All this for only $13 BILLION a year. I want my money back.

Posted

If you start a civil war...you better be prepared to fight it as there is a possibility you could LOSE it. War is certainly not fair and this is a real struggle for survival in Syria...you don't want to be on the losing side on this one. Stay away and dont get involved in this one...

  • Like 1
Posted

So it takes one man to bring a video directly to the UN and make them watch it before we get any response from the UN.

This response is: "We aren't going to do anything because we are not allowed to blame anyone".

All this for only $13 BILLION a year. I want my money back.

Which one man would that be?

"A Syrian doctor who treated victims from a half-dozen attacks over the past month, Mohamed Tennari, was helped out of the country by the United States, which arranged for the closed-door briefing."

"We aren't going to do anything because we are not allowed to blame anyone".

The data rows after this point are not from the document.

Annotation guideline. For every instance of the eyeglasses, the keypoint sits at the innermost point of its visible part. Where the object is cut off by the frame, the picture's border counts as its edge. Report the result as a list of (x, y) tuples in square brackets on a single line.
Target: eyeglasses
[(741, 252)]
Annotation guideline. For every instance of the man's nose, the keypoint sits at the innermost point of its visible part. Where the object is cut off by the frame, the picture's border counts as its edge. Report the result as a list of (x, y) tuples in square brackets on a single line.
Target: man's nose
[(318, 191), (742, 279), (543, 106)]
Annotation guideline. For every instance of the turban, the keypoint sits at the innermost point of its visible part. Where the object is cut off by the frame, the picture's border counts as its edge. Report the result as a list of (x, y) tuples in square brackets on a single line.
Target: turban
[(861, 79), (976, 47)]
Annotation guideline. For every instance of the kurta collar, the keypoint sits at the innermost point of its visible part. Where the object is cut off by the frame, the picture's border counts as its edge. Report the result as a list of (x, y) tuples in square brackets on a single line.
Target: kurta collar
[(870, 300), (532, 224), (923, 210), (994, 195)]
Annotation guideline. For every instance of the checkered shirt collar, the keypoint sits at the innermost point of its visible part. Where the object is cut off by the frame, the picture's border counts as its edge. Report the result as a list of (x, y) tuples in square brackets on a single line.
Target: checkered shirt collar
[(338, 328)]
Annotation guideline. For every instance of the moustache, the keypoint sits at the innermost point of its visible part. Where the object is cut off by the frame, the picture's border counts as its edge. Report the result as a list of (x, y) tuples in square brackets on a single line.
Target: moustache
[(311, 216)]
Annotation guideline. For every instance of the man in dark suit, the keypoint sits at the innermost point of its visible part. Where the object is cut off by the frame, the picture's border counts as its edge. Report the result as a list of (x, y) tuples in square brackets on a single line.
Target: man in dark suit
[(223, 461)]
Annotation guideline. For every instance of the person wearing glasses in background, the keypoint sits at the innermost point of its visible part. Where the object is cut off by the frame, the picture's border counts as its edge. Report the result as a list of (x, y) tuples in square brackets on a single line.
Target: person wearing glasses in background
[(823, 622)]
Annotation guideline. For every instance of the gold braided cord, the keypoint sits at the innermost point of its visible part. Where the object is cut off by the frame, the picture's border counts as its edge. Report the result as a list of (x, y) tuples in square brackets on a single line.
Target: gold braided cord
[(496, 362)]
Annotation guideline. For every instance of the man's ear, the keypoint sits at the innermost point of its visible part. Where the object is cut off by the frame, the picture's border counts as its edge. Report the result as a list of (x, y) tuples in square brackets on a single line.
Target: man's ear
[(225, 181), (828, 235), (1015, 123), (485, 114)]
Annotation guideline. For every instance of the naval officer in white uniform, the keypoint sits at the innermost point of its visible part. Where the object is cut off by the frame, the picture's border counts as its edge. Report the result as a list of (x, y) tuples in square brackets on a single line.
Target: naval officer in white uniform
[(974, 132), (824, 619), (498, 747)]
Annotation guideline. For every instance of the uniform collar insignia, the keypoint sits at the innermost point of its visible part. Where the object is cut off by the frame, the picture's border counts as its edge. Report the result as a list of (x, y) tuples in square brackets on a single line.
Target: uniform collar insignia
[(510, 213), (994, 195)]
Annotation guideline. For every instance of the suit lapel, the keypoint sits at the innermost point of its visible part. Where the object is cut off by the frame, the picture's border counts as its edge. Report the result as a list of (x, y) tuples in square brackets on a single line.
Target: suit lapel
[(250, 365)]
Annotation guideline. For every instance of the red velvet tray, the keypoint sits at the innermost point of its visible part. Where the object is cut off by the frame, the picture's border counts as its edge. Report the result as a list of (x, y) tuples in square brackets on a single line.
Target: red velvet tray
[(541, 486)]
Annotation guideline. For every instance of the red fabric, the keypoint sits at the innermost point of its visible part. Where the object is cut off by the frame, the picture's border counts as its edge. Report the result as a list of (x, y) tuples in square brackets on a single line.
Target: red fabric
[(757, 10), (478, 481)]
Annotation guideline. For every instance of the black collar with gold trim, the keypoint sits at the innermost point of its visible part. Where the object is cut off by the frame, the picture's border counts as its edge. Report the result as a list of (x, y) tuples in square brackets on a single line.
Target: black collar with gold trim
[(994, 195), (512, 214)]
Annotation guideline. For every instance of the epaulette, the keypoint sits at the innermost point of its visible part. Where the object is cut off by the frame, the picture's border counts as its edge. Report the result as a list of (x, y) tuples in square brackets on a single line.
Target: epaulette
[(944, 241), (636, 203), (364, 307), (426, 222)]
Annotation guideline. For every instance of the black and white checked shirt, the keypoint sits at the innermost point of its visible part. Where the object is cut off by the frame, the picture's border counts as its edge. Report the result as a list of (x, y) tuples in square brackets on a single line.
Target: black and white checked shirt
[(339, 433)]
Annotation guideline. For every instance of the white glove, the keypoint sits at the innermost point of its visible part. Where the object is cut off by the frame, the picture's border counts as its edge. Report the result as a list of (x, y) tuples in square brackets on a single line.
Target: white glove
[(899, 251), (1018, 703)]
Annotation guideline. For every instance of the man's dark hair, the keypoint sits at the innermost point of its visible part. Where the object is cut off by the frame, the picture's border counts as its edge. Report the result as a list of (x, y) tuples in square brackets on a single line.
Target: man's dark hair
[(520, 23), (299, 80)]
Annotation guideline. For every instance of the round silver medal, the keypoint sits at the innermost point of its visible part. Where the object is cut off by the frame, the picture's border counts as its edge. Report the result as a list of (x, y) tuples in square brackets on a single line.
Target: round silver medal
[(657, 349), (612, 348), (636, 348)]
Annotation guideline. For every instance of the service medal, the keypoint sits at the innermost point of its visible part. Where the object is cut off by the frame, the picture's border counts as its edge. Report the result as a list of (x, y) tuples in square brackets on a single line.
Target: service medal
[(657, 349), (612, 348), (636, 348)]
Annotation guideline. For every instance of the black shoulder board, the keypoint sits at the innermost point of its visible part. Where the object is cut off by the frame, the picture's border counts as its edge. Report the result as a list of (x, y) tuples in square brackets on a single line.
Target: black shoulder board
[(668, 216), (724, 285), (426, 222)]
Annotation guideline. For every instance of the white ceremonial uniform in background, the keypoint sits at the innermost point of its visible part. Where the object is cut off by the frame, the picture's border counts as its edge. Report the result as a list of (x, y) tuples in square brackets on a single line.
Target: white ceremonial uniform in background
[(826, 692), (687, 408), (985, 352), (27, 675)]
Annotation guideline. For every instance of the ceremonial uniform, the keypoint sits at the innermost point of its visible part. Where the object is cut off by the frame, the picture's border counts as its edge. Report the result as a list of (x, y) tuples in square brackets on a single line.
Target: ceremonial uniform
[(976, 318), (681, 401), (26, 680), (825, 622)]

Really, so its not because Russia veto any move against Syria?

"On Friday, Tennari will meet with Russia's U.N. delegation as the U.S. and other council members try to persuade the Syrian government's top ally to stop using its veto power against proposed action on the four-year conflict."

And before you ask, no, I'm not American, I'm just someone who can read.

Posted

Don't suppose it's that important now that he's a useful ally against IS.

rolleyes.gif

Exactly.

The situation is in a state of flux. Nobody knows what to do or whom to support.

Iran is also a potential ally against the Islamic State.

It presents a quandary for Israel and the Zionist Lobby in Washington.